Informatics for Equitable Recovery in Nepal
A collaboration between the Earth Observatory of Singapore, Stanford Urban Resilience Initiative, ETH Zurich, and Kathmandu Living Labs — funded by the World Bank Innovations Fund.
Drawing on data collected in the aftermath of the 2015 Gorkha earthquake in Nepal, this project combines data from multiple sources, including remote sensing proxies, field surveys and social scientific data, to better inform post-disaster aid allocation and recovery planning.
Novel methods for large-scale dynamic probabilistic risk modelling
Current probabilistic disaster risk assessment methods have been limited to static analyses (i.e. based on the current condition of hazard, vulnerability, and exposure) often leading to large underestimation of risk.
This work focuses on developing an urban/regional risk analysis framework that is intrinsically time-dependent. The framework utilises multi-level agent-based modeling to simulate complex and dynamic urban environments at multiple spatial and temporal scales.
Ecosystems Services for Flood Risk Reduction
In collaboration with the Natural Capital Project based in Stanford University, this project looks to quantify the flood regulating ecosystems services using the risk framework. The goal of this project is to allow better comparisons between nature-based solutions with standard engineering-based “grey infrastructures”.
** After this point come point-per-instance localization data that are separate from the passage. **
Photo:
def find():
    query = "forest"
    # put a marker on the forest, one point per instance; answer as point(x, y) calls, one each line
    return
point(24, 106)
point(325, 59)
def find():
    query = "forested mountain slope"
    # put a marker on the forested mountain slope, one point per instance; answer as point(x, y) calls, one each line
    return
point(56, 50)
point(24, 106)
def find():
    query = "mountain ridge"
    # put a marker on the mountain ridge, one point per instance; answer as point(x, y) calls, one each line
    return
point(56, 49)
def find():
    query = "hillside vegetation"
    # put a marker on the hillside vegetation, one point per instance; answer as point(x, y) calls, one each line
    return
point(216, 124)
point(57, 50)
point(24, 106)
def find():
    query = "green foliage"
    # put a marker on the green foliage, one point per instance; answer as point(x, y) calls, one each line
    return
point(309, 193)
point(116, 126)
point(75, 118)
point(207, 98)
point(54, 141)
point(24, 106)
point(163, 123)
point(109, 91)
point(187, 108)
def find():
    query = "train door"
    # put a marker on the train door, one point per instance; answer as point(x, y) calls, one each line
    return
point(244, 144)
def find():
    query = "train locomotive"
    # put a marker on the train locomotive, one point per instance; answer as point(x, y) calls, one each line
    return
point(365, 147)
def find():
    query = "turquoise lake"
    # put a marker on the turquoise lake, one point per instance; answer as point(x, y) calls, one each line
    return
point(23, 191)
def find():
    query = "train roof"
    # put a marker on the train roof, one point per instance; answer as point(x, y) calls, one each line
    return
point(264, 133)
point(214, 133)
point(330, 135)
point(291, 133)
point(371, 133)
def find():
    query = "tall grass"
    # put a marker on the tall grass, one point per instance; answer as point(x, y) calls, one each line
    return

This project is funded by the Singapore National Research Foundation (NRF) and an Environmental Ventures Project grant from Stanford University,
Evaluation of Natural Catastrophe Impact in Megacities
This research focuses on disaster loss assessment in megacities, especially through future projections. A cellular automata-based urban growth model us used for the prediction of expansion in built-up area of megacities to estimate the loss in macro-level.